Long after the election of Donald Trump as President of the United States, the risk of trade protectionism and trade wars have become a key issue for the market, threatening the “Goldilocks” outlook than many investors have for 2018. Why has Trump begun tweeting about trade now and what are his objectives?
The Pennsylvania election
The more immediate trigger was the special election in Pennsylvania, which was called after the resignation of the Republican Tim Murphy. Pennsylvania used to be a significant producer of steel and many residents viewed Trump’s move to place 25% tariffs on steel imports and 10% tariffs on aluminium imports positively. While the tariff threats may have helped the Republican candidate Rick Saccone, he nonetheless appears to have lost the election to the Democrat Conor Lamb.
The market’s initial reaction to the trade protectionism was unsurprising, with US companies expected to benefit from the tariffs gaining 6%-7% in the week following the announcement, and foreign competitors falling by a similar amount (see Exhibit 1). While the price changes appear commensurate, the market may still be incorrectly estimating the gains and losses from the tariffs. The market capitalisation of the US companies has risen by USD 476 million since the tariff announcement, while the loss in value of their non-US counterparts is over USD 29 billion.
Exhibit 1: steel and aluminium indices
Source: Bloomberg, BNP Paribas Asset Management, as of 15/03/2018
Exhibit 2: US trade deficit
Source: Haver, BNP Paribas Asset Management, as of 15/03/2018
Trump’s rhetoric on protectionism
In simple terms, there are two ways to go about this: restrict US imports (for example, via tariffs or quotas), or increase US exports. While Trump’s rhetoric has focused on the former, it is possible his real objective is the later. More exports mean more jobs, certainly a key priority for Trump.
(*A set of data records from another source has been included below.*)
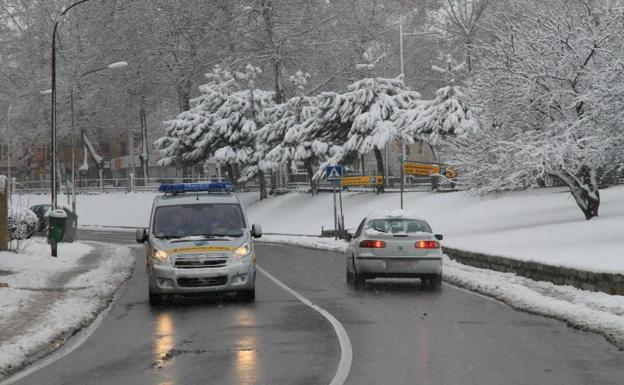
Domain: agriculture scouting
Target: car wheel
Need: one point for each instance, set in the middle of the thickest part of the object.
(436, 282)
(350, 279)
(155, 299)
(358, 278)
(432, 282)
(247, 295)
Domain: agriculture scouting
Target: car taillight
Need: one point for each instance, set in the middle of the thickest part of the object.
(427, 244)
(370, 244)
Trade restrictions may benefit selected industries, but they will likely hurt the economy overall.
Take, for example, his proposal to impose tariffs on German cars. Taken out of context, it appears another example of protectionism. But the context of Trump’s statement was that Europe places higher tariffs on US exports than the US does on European imports, and that Europe should lower theirs. If not, however, the US could tax German cars.
What Trump claims is partly true. For example, the EU does place a 10% duty on US car imports, while the US duty on European imports is just 2.5%. On the other hand, the US duty on imported European train carriages is 14%, vs 1.7% for US exports to Europe.
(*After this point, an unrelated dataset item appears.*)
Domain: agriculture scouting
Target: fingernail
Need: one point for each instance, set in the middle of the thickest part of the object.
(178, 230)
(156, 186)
These imbalances were all part of the original TTIP (Transatlantic Trade and Investment Partnership) negotiations, which Trump withdrew from soon after he took office.
There have been comments, however, from Trump and other members of his administration that the US could yet re-enter the negotiations. It is possible, then, that Trump’s rhetoric on protectiosnism is simply a negotiating tactic to achieve the tariff reductions he is after and that we will end up with more global trade and not less. If the Europeans can just add another “T” to the acronym, perhaps that will do the trick.
It is not clear, however, that the Europeans will be so accommodating, to say nothing of the Chinese. If relations do deteriorate, which are the countries and sectors most at risk?
It is important to recognise that economic exposure is not the same as equity market risk. For example, Canada is a major exporter of steel to the US, but none of the companies in the MSCI Canada index are steel producers. In fact, of the top 15 countries with the highest share of revenues coming from the US, 10 are European (though some of the US revenues actually come from steel also produced in America).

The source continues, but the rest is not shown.